Assembly emitter

x86-64 has a lot of instructions. They are described in Volume 2 of the 5 Volume "Intel® 64 and IA-32 Architectures Software Developer’s Manual". Just this volume alone is over 2000 pages, which would take forever to fully implement. As a result, we will use only a subset of these instructions. This the rough plan:

Most instructions like add will only be implemented with r64 r64 versions.
To accomplish something like add rax, 1, we will use a temporary register X
- mov X, 1
- add rax, X
- The constant propagation system will be able to provide enough information that we could eventually use add r64 immX and similar if needed.

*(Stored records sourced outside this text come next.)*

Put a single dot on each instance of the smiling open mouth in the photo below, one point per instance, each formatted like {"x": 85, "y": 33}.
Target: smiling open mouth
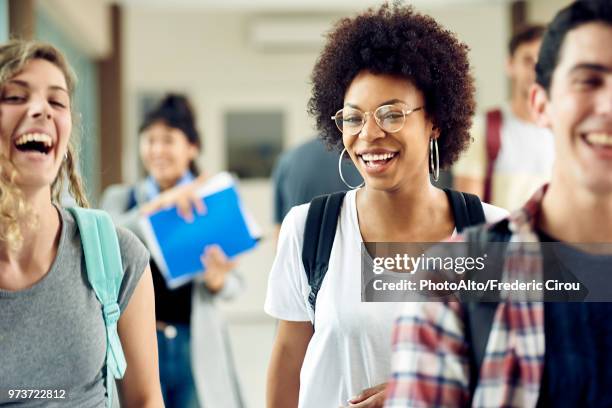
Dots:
{"x": 375, "y": 160}
{"x": 34, "y": 142}
{"x": 598, "y": 139}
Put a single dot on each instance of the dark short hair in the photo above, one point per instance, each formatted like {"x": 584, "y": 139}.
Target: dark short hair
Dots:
{"x": 395, "y": 40}
{"x": 524, "y": 35}
{"x": 576, "y": 14}
{"x": 175, "y": 111}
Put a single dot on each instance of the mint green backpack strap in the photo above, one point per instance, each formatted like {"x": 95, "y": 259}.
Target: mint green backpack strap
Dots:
{"x": 105, "y": 274}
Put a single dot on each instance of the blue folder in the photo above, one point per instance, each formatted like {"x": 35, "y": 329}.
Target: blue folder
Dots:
{"x": 176, "y": 245}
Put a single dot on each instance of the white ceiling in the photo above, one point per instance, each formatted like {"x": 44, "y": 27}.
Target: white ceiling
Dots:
{"x": 287, "y": 5}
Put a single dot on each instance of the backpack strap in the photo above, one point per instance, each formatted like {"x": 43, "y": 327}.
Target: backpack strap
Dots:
{"x": 105, "y": 274}
{"x": 319, "y": 234}
{"x": 132, "y": 201}
{"x": 494, "y": 122}
{"x": 467, "y": 209}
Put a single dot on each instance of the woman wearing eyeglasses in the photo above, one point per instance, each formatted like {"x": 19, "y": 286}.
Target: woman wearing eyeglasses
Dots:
{"x": 392, "y": 90}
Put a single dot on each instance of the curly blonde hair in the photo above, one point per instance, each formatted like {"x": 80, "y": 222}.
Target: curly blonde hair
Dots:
{"x": 15, "y": 213}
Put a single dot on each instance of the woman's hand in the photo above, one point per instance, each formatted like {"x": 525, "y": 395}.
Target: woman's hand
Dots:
{"x": 370, "y": 397}
{"x": 217, "y": 267}
{"x": 184, "y": 197}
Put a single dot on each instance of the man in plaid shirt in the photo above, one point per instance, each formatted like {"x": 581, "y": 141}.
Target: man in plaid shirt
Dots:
{"x": 537, "y": 353}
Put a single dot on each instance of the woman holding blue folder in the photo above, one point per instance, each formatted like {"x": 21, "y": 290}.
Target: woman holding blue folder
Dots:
{"x": 169, "y": 145}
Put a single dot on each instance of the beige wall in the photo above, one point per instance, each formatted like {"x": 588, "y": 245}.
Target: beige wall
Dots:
{"x": 542, "y": 11}
{"x": 86, "y": 22}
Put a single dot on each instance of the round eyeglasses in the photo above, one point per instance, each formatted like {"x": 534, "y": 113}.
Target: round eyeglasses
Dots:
{"x": 390, "y": 118}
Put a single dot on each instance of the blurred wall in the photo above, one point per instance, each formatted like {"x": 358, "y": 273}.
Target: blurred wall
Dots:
{"x": 4, "y": 20}
{"x": 542, "y": 11}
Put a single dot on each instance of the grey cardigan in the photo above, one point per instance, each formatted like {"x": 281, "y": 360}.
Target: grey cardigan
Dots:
{"x": 212, "y": 363}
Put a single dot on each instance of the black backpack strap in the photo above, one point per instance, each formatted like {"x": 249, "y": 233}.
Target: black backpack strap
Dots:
{"x": 319, "y": 234}
{"x": 467, "y": 209}
{"x": 132, "y": 202}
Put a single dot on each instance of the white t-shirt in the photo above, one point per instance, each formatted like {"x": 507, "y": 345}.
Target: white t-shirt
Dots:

- Register allocation should handle the case (set! x (+ 3 y)) as:
  - mov x, 3
  - add x, y
- but (set! x (+ y 3)), in cases where y is needed after and x can't take its place, will become the inefficient
  - mov x, y
  - mov rtemp, 3
  - add x, rtemp
Loading constants into registers will be done efficiently, using the same strategy used by modern versions of gcc and clang.

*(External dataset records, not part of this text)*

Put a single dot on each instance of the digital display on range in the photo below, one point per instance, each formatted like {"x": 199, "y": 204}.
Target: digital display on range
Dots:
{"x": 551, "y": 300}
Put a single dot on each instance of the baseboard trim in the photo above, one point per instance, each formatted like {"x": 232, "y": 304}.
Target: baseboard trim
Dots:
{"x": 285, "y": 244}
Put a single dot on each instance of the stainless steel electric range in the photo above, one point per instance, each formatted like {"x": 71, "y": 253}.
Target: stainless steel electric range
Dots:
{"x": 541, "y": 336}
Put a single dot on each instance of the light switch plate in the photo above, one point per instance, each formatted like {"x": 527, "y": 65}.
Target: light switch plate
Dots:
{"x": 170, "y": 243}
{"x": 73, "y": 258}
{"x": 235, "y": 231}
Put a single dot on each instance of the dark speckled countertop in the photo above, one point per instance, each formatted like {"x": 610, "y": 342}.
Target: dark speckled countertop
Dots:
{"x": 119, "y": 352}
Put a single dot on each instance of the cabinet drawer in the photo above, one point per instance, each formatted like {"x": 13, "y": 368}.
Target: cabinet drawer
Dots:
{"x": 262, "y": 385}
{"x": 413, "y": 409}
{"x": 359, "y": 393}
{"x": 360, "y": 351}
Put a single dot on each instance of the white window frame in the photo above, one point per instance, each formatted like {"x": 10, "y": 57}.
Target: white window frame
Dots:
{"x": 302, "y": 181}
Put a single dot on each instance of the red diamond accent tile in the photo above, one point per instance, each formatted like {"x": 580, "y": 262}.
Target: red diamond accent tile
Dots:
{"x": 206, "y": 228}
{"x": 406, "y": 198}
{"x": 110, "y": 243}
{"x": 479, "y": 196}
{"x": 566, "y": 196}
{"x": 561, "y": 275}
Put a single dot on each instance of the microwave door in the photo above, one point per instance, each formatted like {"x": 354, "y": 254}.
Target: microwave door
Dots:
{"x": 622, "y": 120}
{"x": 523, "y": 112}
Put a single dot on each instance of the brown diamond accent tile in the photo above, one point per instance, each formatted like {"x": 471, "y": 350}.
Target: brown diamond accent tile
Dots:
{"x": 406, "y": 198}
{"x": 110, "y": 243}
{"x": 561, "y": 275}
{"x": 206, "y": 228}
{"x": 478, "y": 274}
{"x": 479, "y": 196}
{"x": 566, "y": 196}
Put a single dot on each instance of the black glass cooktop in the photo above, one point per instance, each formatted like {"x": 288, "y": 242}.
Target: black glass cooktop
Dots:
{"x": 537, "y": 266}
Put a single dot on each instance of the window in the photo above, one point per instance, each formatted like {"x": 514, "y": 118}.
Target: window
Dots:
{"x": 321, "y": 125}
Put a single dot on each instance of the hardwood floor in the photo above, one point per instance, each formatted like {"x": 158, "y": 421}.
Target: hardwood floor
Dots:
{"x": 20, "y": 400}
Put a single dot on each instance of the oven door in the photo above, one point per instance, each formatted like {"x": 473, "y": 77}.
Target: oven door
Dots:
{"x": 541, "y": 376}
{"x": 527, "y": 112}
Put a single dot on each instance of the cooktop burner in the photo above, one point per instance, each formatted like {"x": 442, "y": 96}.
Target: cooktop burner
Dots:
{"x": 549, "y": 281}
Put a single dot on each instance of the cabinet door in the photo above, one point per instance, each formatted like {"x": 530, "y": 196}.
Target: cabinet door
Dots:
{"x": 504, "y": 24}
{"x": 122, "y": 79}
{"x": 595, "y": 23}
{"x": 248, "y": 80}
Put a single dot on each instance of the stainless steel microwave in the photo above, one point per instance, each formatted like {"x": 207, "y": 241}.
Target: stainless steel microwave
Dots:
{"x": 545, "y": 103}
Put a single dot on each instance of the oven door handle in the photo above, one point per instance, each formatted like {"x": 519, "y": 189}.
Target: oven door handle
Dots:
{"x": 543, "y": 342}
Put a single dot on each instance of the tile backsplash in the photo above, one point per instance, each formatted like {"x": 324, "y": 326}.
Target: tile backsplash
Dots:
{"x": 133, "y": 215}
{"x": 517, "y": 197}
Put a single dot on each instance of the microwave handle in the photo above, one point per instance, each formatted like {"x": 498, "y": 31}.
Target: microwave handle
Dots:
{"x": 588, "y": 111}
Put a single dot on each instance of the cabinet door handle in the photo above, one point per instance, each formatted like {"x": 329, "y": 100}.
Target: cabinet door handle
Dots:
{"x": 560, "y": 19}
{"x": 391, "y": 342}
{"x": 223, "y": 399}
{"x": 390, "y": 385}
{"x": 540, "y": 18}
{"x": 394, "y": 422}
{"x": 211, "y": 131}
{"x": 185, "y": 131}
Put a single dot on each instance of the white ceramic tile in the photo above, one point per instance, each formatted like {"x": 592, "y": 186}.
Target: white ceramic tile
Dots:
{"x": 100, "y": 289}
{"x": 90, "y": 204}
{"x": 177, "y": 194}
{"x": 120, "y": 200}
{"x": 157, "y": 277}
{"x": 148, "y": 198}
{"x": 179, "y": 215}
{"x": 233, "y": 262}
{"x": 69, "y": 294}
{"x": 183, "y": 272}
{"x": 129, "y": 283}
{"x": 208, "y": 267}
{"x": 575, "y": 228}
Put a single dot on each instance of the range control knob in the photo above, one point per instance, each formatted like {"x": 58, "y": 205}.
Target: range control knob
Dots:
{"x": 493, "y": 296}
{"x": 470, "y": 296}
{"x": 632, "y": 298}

Memory access will be done in the form mov rdest, [roff + raddr] where roff is the offset register. Doing memory access in this form was found to be much faster in simple benchmark test.

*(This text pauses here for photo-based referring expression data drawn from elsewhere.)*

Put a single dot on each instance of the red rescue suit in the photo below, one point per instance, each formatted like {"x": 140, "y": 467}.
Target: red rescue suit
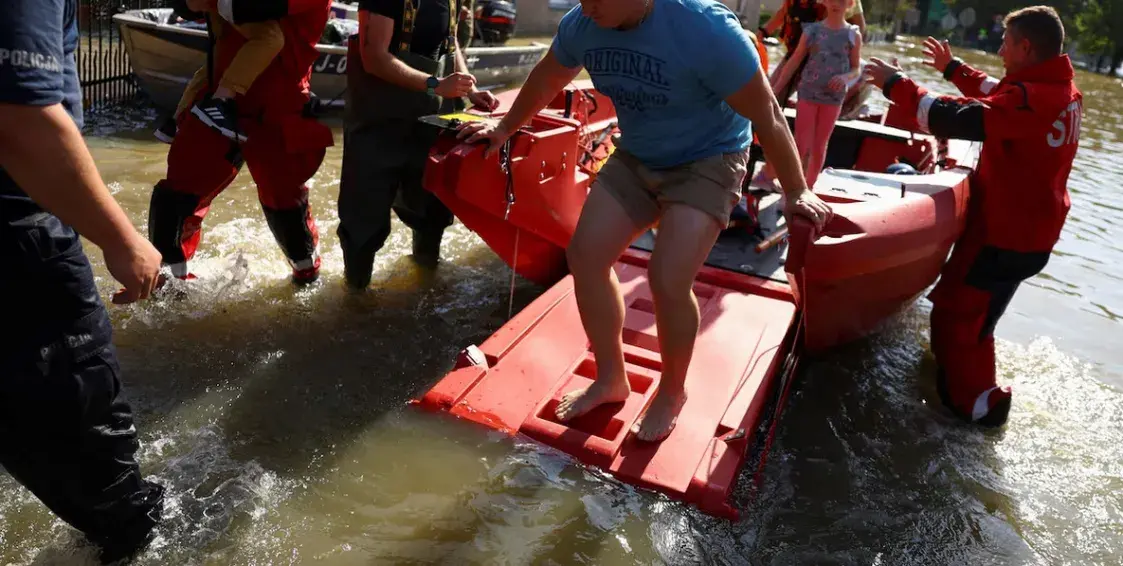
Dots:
{"x": 284, "y": 146}
{"x": 1030, "y": 127}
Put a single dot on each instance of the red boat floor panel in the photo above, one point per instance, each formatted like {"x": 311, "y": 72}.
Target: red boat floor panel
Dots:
{"x": 516, "y": 380}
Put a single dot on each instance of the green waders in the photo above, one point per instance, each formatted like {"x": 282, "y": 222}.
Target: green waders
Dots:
{"x": 385, "y": 151}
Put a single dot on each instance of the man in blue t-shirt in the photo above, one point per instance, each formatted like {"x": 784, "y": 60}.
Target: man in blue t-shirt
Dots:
{"x": 686, "y": 81}
{"x": 65, "y": 434}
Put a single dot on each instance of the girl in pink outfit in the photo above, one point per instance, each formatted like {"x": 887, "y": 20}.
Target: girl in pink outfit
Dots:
{"x": 833, "y": 48}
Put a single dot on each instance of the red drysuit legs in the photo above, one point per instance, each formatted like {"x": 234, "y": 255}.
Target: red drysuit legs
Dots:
{"x": 975, "y": 289}
{"x": 202, "y": 163}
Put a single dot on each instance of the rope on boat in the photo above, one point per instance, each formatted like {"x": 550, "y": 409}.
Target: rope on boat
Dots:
{"x": 504, "y": 162}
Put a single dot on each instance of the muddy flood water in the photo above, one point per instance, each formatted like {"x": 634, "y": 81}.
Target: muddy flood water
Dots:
{"x": 276, "y": 417}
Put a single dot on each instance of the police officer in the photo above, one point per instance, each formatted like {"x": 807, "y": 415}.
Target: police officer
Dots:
{"x": 407, "y": 63}
{"x": 65, "y": 434}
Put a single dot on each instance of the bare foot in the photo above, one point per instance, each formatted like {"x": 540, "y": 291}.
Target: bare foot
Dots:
{"x": 582, "y": 401}
{"x": 659, "y": 419}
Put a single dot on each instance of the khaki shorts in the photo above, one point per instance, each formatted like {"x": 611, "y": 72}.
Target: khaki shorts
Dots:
{"x": 712, "y": 185}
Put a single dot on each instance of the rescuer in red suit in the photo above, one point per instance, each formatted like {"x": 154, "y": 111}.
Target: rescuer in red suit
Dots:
{"x": 1030, "y": 127}
{"x": 284, "y": 148}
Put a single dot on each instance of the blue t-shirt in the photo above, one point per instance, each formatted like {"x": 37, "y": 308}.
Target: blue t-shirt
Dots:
{"x": 668, "y": 78}
{"x": 37, "y": 67}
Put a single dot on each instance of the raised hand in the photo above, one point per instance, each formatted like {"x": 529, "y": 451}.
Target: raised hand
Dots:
{"x": 939, "y": 53}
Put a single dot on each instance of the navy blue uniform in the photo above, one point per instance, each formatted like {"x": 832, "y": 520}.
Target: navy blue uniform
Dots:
{"x": 65, "y": 434}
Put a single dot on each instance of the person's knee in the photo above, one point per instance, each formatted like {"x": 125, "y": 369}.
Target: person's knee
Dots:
{"x": 586, "y": 258}
{"x": 670, "y": 285}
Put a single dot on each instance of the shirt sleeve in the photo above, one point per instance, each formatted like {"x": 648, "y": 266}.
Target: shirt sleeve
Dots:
{"x": 32, "y": 52}
{"x": 1007, "y": 115}
{"x": 565, "y": 47}
{"x": 726, "y": 55}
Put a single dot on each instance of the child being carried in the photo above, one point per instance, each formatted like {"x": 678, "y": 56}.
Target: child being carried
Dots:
{"x": 264, "y": 40}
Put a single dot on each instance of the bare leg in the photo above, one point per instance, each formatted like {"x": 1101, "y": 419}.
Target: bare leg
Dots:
{"x": 685, "y": 239}
{"x": 603, "y": 233}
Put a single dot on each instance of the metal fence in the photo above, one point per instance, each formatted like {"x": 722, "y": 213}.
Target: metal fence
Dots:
{"x": 102, "y": 63}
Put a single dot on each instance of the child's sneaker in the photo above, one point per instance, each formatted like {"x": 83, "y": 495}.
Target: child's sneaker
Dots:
{"x": 166, "y": 130}
{"x": 221, "y": 116}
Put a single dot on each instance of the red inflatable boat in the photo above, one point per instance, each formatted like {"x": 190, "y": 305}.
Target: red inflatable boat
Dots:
{"x": 765, "y": 299}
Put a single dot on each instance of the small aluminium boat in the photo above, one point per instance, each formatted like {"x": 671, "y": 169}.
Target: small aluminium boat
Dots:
{"x": 766, "y": 301}
{"x": 164, "y": 55}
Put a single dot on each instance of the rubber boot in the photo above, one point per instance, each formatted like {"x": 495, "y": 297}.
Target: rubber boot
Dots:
{"x": 358, "y": 265}
{"x": 427, "y": 248}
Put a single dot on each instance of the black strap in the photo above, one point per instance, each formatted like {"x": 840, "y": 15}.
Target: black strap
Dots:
{"x": 210, "y": 53}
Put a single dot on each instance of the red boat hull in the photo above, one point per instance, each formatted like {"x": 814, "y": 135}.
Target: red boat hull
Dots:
{"x": 514, "y": 381}
{"x": 886, "y": 245}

Memory access to the stack will have an extra sub and more complicated dereference. GOAL code seems to avoid using the stack in most places, and I suspect the programmers attempted to avoid stack spills.
- mov rdest, rsp : coloring move for upcoming subtract
- sub rdest, roff : convert real pointer to GOAL pointer
- mov rdest, [rdest + roff + variable_offset] : access memory through normal GOAL deref.
- Note - we should check that the register allocator gets this right always, and eliminates moves and avoid using a temporary register.
- Again, the constant propagation should give use enough information, if we ever want/need to implement a more efficient mov rdest, [rsp + variable_offset] type instructions.
Memory access to static data should use rip addressing, like mov rdest, [rip + offset]. And creating pointers to static data could be lea rdest, [rip - roff + offset]